Arde el musgo gris tampoco es una novela épica porque en ella se nombre a los personajes de las sagas; sus personajes son por sí solos lo suficientemente épicos, totales, en lo que tienen de único y en lo que comparten con el género humano: Solvéig Súsanna es una de esas mujeres de ficción difíciles de olvidar por su disposición simultánea para el amor y para la destrucción o el desapego, por su carnalidad y por un espíritu que denodadamente lucha por ser libre, una Medea que pare en un hoyo, tal vez en una de esas zorreras donde las crías del mamífero son envenenadas por la mano del hombre. La novela retrata un mundo que evoluciona con lentitud y en el que chocan la tradición y el progreso, los atavismos, el instinto y la civilización, lo animalesco y lo cultivado, la superstición y la racionalidad, el amor de un Dios primitivo y vengador o de un Dios compasivo y amante, la necesidad de amor y el frío, la soledad y los otros, la pusilanimidad, el miedo al cambio y la inquietud que asalta a cada ser humano cuando decide actuar, la contradicción entre el pastor y el juez, entre la clemencia y la necesidad de las correcciones, la contradicción en el corazón mismo de Ásmundur: cuando el juez imagina una edad de oro para Islandia, la fuerza de las cascadas encauzada en los parámetros de la cultura de Occidente, la tímida mujer del campesino reacciona: «Se me ponen los pelos de punta (...) Que nuestras benditas cascadas sean encadenadas. Qué será de la belleza que caldeaba nuestros corazones en medio de nuestros afanes. No está nada claro que la riqueza esté siempre acompañada de bendiciones. Si todo ha de medirse por su utilidad. Me pregunto si dejaremos de oler el bendito aroma de la hierba...» Y, entonces Ásmundur-Benediktsson-Vilhjálmsson siente que odia y ama a su pueblo, a su primario país de amores criminales, de tabúes, de extraña lucidez y de ignorancia, en la misma e inquietante proporción.
3 comentarios:
Me uno al entusiasmo de Marta. "Arde el musgo gris" es un libro hipnótico, riquísimo, estimulante... Tan mágico y extraño como el paisaje que describe continuamente.
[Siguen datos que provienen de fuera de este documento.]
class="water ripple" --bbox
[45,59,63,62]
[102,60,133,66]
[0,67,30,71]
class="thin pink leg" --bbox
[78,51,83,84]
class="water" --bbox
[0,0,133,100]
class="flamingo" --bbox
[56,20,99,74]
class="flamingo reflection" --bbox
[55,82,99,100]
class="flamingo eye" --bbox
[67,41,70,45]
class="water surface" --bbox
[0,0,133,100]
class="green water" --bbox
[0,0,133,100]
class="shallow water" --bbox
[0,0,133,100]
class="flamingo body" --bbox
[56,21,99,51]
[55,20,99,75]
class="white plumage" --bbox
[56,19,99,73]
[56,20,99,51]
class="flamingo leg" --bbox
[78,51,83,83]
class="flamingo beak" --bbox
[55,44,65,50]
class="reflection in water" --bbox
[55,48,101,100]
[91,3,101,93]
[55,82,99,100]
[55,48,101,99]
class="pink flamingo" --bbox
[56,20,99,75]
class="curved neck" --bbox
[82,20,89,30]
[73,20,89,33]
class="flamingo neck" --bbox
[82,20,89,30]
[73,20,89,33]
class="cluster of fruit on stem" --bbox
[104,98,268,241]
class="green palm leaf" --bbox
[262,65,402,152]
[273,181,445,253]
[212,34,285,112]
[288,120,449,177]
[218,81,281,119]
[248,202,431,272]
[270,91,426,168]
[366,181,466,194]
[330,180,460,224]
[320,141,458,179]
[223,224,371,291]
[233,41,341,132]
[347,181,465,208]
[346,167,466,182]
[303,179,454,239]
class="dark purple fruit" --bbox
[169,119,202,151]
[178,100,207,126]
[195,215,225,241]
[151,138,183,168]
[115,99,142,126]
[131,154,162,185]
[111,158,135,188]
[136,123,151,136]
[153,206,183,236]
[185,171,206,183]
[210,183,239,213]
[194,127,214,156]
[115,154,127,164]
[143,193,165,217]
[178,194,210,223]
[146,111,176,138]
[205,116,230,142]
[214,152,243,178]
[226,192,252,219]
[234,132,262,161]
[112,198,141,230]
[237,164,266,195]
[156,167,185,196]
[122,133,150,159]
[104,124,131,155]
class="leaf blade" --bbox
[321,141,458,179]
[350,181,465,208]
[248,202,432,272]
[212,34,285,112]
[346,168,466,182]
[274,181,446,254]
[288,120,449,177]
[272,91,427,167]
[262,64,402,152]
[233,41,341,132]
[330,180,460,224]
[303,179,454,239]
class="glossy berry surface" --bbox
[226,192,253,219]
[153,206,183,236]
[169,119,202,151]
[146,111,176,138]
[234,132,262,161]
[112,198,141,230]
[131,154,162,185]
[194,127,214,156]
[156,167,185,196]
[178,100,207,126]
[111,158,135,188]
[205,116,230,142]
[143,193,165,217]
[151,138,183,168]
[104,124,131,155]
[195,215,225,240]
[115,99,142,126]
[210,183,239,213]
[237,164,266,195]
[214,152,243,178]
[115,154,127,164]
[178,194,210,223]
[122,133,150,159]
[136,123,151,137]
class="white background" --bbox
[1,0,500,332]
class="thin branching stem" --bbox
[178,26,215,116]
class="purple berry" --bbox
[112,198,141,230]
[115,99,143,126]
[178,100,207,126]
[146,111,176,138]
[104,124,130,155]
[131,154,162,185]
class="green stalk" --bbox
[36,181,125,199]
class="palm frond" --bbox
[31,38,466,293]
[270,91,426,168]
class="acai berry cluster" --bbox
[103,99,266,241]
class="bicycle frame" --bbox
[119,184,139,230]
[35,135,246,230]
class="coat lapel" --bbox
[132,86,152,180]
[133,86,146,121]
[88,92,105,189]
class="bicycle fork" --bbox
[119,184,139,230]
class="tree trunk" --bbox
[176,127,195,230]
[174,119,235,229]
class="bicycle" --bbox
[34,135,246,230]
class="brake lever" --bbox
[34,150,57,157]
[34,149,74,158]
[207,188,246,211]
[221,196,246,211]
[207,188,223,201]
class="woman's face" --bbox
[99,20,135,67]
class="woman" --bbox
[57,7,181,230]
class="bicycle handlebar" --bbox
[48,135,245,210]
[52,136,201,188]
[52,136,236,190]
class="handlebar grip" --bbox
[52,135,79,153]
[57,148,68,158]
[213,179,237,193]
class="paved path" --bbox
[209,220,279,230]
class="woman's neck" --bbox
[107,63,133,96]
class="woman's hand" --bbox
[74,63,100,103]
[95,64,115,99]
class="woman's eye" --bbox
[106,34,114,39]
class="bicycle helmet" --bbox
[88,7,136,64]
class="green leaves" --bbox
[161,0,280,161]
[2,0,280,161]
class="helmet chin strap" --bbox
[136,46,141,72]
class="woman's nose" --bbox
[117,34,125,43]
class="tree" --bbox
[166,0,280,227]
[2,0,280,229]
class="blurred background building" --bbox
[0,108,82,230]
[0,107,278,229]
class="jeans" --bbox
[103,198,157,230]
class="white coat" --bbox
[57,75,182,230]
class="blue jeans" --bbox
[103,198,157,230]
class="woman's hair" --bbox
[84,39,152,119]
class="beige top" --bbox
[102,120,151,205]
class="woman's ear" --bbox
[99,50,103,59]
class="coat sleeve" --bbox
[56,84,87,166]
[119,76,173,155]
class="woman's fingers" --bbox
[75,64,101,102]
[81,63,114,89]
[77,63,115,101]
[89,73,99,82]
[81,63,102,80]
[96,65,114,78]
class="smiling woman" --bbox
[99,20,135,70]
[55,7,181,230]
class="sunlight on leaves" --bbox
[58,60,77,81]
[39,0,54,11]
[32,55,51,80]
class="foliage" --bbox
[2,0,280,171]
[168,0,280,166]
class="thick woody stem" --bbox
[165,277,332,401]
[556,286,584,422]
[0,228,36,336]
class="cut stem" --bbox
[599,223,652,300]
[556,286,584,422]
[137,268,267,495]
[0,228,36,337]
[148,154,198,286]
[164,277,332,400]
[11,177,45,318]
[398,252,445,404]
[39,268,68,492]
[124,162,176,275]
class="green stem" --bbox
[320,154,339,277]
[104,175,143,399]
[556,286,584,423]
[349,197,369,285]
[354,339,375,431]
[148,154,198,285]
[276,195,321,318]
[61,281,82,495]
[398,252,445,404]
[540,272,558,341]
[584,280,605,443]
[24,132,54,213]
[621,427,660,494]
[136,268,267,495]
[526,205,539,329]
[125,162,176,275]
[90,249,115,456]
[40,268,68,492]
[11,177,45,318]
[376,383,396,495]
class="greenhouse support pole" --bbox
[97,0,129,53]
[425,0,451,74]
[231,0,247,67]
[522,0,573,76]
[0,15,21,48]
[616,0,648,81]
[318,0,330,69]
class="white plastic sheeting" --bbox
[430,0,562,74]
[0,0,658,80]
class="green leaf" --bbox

Por qué le estoy cogiendo tanta manía a la literatura mira qué bien escribo es algo que no sé responder todavía. No pude con esta novela.
He leído el libro 2 veces, creo que es necesario. Se disfruta nuevamente de las maravillosas descripciones. La traducción de Enrique Bernárdez es espectacular, no se si hubiera sido la misma experiencia traducido por otra persona.